Sodas and sugary drinks can be replaced with plenty of water and some lowfat milk. Milk is great for your bones, and if you're nursing, the nutrition in the milk is great for the infant too. Water helps wash impurities from your system, helps control your hunger, and helps manage bloating and water weight too.
Instead of snacking on the go all day and then having a large meal for dinner, take the time during the day to sit down and eat calmly. Use a plate and utensils. Enjoy each bite. Make lunch your larger meal, then have a lighter meal for dinner. In this way you'll burn off your calories from lunch during the afternoon, and not have a lot of calories being stored overnight from dinner. This will help not only with the postpartum belly fat, but the double-chin problem as well.
Start exercising slowly. Begin with a walk around the block. The next day, go around the block twice, and do a few crunches when you get home. The will help you begin to conquer those flabby abs. Don't overdo the abs work, though, or you'll actually make your stomach bigger. After a few days of this, you might start adding in light hand weights, to start getting the arms under control.
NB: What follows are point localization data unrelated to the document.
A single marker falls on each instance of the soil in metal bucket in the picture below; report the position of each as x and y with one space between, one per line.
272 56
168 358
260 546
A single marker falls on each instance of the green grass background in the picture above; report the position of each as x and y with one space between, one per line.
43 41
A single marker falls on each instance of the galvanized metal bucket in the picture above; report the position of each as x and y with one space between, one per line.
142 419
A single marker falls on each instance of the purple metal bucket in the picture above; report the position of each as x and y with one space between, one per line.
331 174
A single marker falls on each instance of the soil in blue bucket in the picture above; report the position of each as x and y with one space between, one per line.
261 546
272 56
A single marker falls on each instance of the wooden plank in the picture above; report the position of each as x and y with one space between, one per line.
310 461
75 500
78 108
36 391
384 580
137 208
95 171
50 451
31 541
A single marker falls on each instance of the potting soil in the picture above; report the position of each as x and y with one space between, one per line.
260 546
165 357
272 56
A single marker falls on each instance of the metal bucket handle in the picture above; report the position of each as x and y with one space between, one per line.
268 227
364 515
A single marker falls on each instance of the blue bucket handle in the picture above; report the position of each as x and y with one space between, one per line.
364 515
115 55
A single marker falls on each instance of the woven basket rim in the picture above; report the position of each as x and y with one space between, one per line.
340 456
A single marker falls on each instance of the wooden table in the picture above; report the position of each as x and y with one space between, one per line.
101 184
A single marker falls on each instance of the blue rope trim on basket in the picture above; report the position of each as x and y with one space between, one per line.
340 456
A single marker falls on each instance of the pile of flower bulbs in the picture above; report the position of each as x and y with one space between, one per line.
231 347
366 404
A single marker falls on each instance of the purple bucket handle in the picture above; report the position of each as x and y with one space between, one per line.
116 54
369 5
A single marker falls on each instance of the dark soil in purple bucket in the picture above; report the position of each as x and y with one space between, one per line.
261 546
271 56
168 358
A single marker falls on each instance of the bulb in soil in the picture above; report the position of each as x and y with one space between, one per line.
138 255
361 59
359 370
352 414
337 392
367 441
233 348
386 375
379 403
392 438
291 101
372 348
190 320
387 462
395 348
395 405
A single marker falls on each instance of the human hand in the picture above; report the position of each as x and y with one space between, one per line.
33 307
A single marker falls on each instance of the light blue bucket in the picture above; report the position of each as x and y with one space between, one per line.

With this major new beginning in your life, motherhood, this is the perfect time for a complete re-think of how you're handling your nutrition and your long-term vitality. Rather than thinking of just getting back your pre-baby body, focus on building yourself a better body. Focus on creating a body that will see you through a healthy, long life, and will serve you well in the long run. With a little online research, you can find many programs and plenty of good advice.